Layout / body structure
The chart combines a sequence of annual stacked bars on the left with a CAGR table on the right. Read the bars from 2019 through the 2027 estimate to see the market-size path and regional composition, then use the right-side table to compare growth ranges across regions and forecast windows.
What is being compared
It compares the global market for personal luxury goods over time and across regions, specifically Europe, the United States, China, and the rest of the world. It also compares the changing CAGR outlook across the 2019 to 2023, 2023 to 2024, 2024 to 2025, and 2025 to 2027 periods.
Measurement system
The main chart is measured in billions of dollars, while the table reports CAGR percentages or percentage ranges. Color separates the regional stacks, and total column heights show the overall market level in each year.
Visible structure inside the graphic
The left side is built from stacked annual bars, with an estimated region highlighted over the later years. The right side is a compact table that breaks out CAGR by region and time period, so the chart combines level, mix, and forward growth guidance in one visual.
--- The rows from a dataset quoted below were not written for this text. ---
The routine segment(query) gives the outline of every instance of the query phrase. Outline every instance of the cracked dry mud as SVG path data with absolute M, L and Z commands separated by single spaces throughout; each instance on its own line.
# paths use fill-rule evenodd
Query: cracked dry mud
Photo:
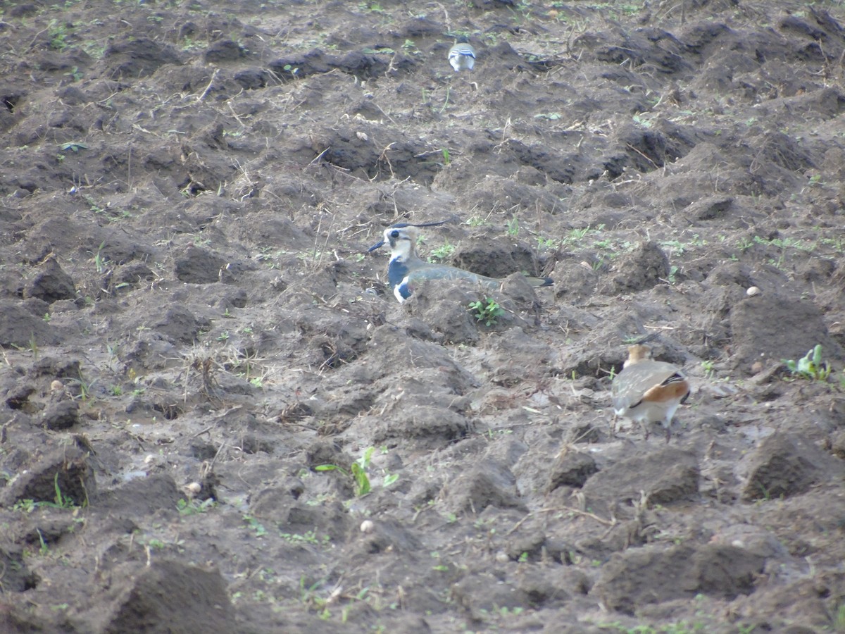
M 0 19 L 0 629 L 845 630 L 841 3 Z

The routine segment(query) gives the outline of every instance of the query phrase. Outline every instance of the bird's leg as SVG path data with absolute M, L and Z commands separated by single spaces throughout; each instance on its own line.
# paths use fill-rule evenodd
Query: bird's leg
M 646 440 L 648 440 L 648 422 L 646 420 L 640 421 L 640 426 L 642 427 L 642 433 L 646 436 Z

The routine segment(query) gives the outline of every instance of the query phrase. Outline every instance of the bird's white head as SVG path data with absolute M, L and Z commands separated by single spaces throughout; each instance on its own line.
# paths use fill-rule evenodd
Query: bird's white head
M 384 242 L 390 245 L 390 260 L 405 262 L 417 253 L 419 233 L 413 227 L 389 227 L 384 229 Z

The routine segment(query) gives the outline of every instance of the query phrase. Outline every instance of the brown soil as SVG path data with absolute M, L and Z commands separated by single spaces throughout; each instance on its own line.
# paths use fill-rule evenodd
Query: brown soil
M 0 630 L 845 631 L 840 3 L 0 11 Z

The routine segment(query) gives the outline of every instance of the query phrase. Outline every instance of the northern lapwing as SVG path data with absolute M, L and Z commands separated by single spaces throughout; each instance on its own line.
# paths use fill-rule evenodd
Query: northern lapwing
M 461 36 L 455 46 L 449 49 L 449 63 L 455 73 L 461 70 L 472 70 L 475 66 L 475 49 L 470 44 L 466 36 Z
M 390 245 L 390 261 L 387 265 L 387 281 L 393 289 L 393 294 L 400 303 L 411 297 L 414 287 L 425 280 L 466 280 L 473 284 L 481 284 L 491 290 L 499 288 L 502 280 L 472 273 L 448 265 L 426 262 L 417 254 L 417 227 L 440 225 L 442 222 L 429 222 L 423 225 L 411 225 L 401 222 L 384 229 L 384 238 L 368 249 L 374 251 L 385 243 Z M 553 281 L 550 277 L 526 277 L 533 287 L 548 287 Z
M 677 366 L 651 358 L 646 341 L 628 347 L 628 359 L 613 377 L 613 412 L 639 423 L 646 439 L 648 424 L 662 423 L 668 442 L 672 417 L 690 396 L 690 382 Z

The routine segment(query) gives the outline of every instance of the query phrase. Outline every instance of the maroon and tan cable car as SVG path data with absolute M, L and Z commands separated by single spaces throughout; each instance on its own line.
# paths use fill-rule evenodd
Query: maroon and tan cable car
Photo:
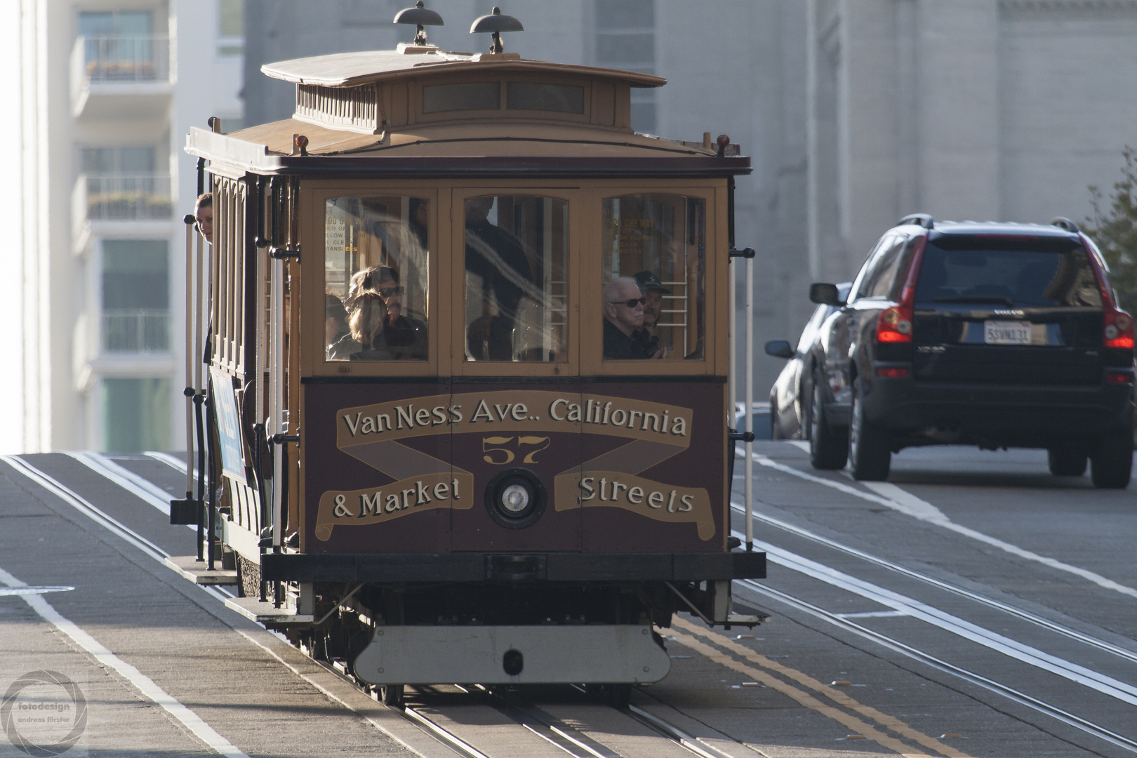
M 214 233 L 186 227 L 188 443 L 213 476 L 173 519 L 215 535 L 231 605 L 387 702 L 626 698 L 667 673 L 673 613 L 756 620 L 731 613 L 765 555 L 731 536 L 727 388 L 749 159 L 634 133 L 631 89 L 664 80 L 503 52 L 509 16 L 475 22 L 481 55 L 396 20 L 415 42 L 264 66 L 292 118 L 189 135 Z

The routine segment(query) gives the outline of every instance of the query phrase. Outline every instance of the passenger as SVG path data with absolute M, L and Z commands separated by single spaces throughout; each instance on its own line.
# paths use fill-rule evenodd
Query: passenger
M 493 198 L 466 200 L 466 272 L 481 281 L 482 316 L 470 324 L 467 348 L 476 360 L 513 360 L 513 330 L 517 306 L 529 295 L 540 298 L 525 249 L 516 236 L 491 224 Z
M 198 219 L 198 231 L 206 242 L 213 244 L 213 192 L 198 195 L 193 205 L 193 217 Z
M 330 360 L 389 360 L 390 351 L 383 343 L 387 306 L 374 290 L 362 290 L 351 301 L 348 315 L 350 332 L 329 351 Z
M 639 285 L 631 276 L 620 276 L 604 285 L 604 357 L 609 360 L 648 358 L 632 332 L 644 326 L 644 303 Z
M 663 308 L 663 295 L 671 294 L 671 290 L 663 286 L 659 277 L 652 272 L 639 272 L 633 274 L 636 284 L 640 293 L 647 298 L 644 303 L 644 326 L 632 332 L 640 349 L 650 358 L 667 358 L 671 356 L 671 347 L 659 347 L 659 335 L 656 327 L 659 325 L 659 311 Z
M 371 276 L 372 282 L 375 280 L 379 281 L 375 291 L 387 306 L 383 341 L 391 357 L 396 360 L 426 360 L 426 325 L 404 315 L 405 290 L 399 284 L 399 272 L 379 266 Z
M 332 357 L 332 345 L 351 330 L 348 327 L 348 311 L 340 299 L 327 292 L 324 294 L 324 355 Z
Main takeaway from the visual
The visual shows that luxury growth slowed sharply in 2024 and that the path forward is expected to be modest rather than explosive. The stacked bars recover and edge higher after the earlier dip, but the CAGR table makes clear that the coming years are forecast to grow at much lower rates than the earlier 2019 to 2023 period.
Key standout values or extremes
China is the clearest weak spot in the short term, moving from an 18 percent CAGR in 2019 to 2023 to a negative 7 to 5 percent range in 2023 to 2024 and still a negative 3 to 0 percent range in 2024 to 2025. By contrast, the US remains positive across the forecast windows at roughly 3 to 5 percent and then 4 to 6 percent, while the total market bars rise from the post-dip low toward the mid-300-billion-dollar range by 2027.
Controls / sequence, when applicable
This is a static chart image with no in-chart controls to operate.
Companion media, when applicable
There is no separate companion audio or video; the chart image is the full visual on this page.